The freedom of the touch, the successive transparencies and the superimpositions of colors fully testify here to the mastery achieved by the painter in the 1970s.
Two works that remained unpublished for over twenty years
The history of these paintings further contributes to their interest.
According to provenance information, the works were discovered almost by chance in the early 2000s in a French consignment shop by discerning collectors who immediately recognized their quality and authenticity. Kept ever since in the same private French collection, they had remained completely unseen on the market until now.
Their reappearance thus offers a rare opportunity to rediscover two emblematic compositions from Vu Cao Dam's later period.

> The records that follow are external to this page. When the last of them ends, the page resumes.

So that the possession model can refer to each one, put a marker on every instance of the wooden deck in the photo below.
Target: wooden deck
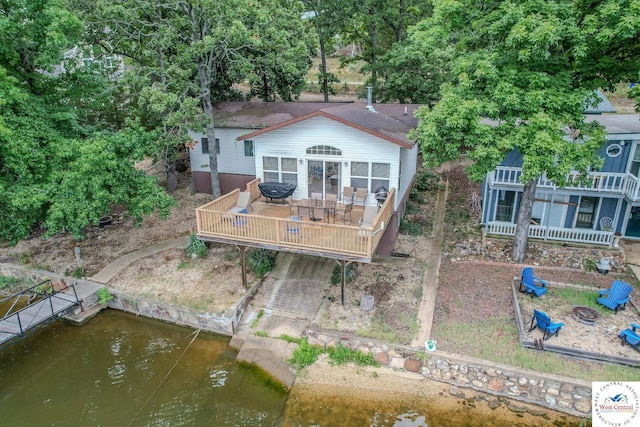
(269, 226)
(50, 307)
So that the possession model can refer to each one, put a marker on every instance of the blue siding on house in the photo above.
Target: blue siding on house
(571, 211)
(513, 159)
(607, 208)
(615, 164)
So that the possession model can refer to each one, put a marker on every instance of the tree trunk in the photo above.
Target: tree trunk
(323, 71)
(211, 130)
(374, 72)
(523, 222)
(172, 178)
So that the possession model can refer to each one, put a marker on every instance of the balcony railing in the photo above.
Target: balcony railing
(575, 235)
(348, 242)
(600, 182)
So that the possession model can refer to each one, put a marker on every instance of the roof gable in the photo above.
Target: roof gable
(391, 122)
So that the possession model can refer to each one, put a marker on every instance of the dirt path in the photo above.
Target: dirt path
(430, 283)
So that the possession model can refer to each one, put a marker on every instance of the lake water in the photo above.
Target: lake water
(123, 370)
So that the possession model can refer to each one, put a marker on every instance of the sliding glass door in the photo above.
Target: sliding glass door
(324, 177)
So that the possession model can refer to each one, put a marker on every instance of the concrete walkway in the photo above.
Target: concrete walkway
(632, 253)
(115, 267)
(293, 294)
(430, 282)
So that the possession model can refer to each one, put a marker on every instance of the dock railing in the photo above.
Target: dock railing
(216, 223)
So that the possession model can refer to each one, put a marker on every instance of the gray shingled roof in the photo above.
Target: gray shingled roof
(617, 123)
(387, 121)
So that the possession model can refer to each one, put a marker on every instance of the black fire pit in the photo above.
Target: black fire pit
(276, 190)
(586, 315)
(381, 195)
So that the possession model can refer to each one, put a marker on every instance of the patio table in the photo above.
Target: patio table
(326, 205)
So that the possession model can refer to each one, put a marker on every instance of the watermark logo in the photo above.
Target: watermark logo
(615, 404)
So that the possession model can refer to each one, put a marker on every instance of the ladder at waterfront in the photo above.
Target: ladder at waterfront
(33, 307)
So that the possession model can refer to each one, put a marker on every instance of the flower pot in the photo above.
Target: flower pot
(105, 220)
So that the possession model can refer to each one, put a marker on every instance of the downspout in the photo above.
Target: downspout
(616, 217)
(546, 231)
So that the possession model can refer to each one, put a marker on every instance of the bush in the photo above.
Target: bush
(351, 273)
(261, 261)
(427, 181)
(341, 355)
(410, 228)
(196, 248)
(305, 355)
(10, 283)
(104, 296)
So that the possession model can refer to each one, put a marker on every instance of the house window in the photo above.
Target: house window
(505, 206)
(614, 150)
(248, 148)
(587, 212)
(370, 176)
(324, 150)
(360, 175)
(380, 174)
(283, 169)
(205, 145)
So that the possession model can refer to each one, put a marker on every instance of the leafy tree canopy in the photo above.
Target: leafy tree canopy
(521, 74)
(62, 162)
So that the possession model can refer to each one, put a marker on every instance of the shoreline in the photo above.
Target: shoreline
(323, 384)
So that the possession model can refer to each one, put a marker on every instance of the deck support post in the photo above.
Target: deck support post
(243, 264)
(343, 275)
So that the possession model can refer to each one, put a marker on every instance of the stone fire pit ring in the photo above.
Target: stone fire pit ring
(585, 315)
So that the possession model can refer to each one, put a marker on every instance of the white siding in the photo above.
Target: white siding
(292, 141)
(409, 159)
(231, 158)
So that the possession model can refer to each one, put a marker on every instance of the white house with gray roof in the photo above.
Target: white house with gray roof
(318, 147)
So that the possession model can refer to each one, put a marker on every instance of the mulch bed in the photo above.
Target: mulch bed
(477, 291)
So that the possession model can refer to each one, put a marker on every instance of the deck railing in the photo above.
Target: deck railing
(215, 222)
(603, 182)
(576, 235)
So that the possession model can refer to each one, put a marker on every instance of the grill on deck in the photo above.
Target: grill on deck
(586, 315)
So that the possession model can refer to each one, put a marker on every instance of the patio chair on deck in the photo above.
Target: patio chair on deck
(292, 228)
(528, 280)
(606, 223)
(630, 336)
(341, 212)
(243, 202)
(541, 320)
(316, 197)
(360, 197)
(368, 215)
(617, 296)
(306, 211)
(348, 193)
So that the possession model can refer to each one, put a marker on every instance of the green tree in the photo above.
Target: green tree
(376, 26)
(187, 55)
(520, 74)
(62, 163)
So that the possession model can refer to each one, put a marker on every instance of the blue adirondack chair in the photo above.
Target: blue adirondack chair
(616, 297)
(541, 320)
(529, 281)
(630, 336)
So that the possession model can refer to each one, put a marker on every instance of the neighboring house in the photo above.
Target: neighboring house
(318, 147)
(96, 59)
(575, 213)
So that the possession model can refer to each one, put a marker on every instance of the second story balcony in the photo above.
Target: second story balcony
(604, 183)
(270, 226)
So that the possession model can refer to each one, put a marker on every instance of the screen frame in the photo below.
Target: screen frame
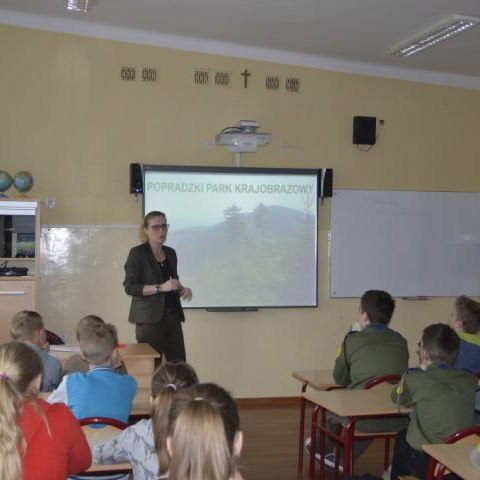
(246, 171)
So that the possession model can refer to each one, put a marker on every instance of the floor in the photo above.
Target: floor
(271, 445)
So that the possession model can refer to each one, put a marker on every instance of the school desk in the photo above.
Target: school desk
(354, 405)
(139, 359)
(318, 380)
(98, 435)
(456, 457)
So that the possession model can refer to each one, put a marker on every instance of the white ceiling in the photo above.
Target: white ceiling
(344, 35)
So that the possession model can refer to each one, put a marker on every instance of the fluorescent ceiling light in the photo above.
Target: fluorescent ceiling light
(452, 26)
(79, 5)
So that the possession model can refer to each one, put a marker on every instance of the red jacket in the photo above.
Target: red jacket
(54, 455)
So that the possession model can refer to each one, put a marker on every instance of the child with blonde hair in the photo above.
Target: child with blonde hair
(27, 327)
(136, 444)
(101, 392)
(76, 363)
(38, 441)
(204, 437)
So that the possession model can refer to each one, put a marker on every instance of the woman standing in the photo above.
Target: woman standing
(152, 281)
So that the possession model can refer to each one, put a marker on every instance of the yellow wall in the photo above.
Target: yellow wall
(67, 117)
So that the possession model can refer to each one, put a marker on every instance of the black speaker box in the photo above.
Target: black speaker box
(136, 178)
(364, 130)
(325, 182)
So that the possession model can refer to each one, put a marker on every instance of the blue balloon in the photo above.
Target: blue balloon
(23, 181)
(5, 181)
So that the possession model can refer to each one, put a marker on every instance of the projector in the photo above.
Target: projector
(243, 142)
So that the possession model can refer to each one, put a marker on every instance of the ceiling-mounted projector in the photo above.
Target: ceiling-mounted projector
(243, 138)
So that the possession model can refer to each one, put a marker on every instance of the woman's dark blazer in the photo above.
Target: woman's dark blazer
(141, 268)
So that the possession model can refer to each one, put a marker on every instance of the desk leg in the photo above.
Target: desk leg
(302, 429)
(348, 448)
(323, 429)
(313, 438)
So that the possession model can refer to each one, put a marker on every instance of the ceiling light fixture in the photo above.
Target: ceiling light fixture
(452, 26)
(79, 5)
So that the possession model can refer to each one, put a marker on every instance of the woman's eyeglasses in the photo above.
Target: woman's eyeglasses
(157, 228)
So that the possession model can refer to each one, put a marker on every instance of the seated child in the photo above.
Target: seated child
(39, 441)
(27, 327)
(76, 363)
(136, 444)
(373, 351)
(465, 321)
(442, 399)
(101, 392)
(204, 437)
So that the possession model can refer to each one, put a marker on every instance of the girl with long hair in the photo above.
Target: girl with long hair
(204, 438)
(38, 441)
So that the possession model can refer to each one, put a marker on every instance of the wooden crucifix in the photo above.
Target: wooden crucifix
(245, 76)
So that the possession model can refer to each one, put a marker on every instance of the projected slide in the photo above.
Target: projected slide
(244, 237)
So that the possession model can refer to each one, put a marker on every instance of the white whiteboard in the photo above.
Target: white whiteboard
(411, 244)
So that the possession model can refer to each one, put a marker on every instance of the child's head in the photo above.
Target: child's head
(440, 345)
(87, 322)
(166, 381)
(466, 315)
(27, 326)
(20, 374)
(98, 342)
(377, 306)
(204, 435)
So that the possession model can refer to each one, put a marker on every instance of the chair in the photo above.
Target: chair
(347, 442)
(435, 469)
(103, 429)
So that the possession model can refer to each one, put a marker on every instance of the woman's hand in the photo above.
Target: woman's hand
(186, 294)
(170, 285)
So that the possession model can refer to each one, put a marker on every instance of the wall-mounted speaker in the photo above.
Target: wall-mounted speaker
(325, 183)
(364, 130)
(136, 178)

Vu Cao Dam and the international market today
For the past fifteen years or so, the market for modern Vietnamese art has experienced spectacular growth internationally. The works of Vu Cao Dam, Le Pho, and Mai Thu are now among the most sought-after in 20th-century Asian art.
Major auction houses such as Sotheby's and Christie's have played a significant role in this international recognition, with results regularly reaching several hundred thousand euros for major works.
Collectors are particularly interested in works from the late French period, where Vu Cao Dam probably achieved the freest and most poetic expression of his art.
Through Maternity and Rest , this entire intimate, literary and musical dimension reappears today: a painting of memory and light, which has become one of the most singular signatures of 20th century Vietnamese modernity.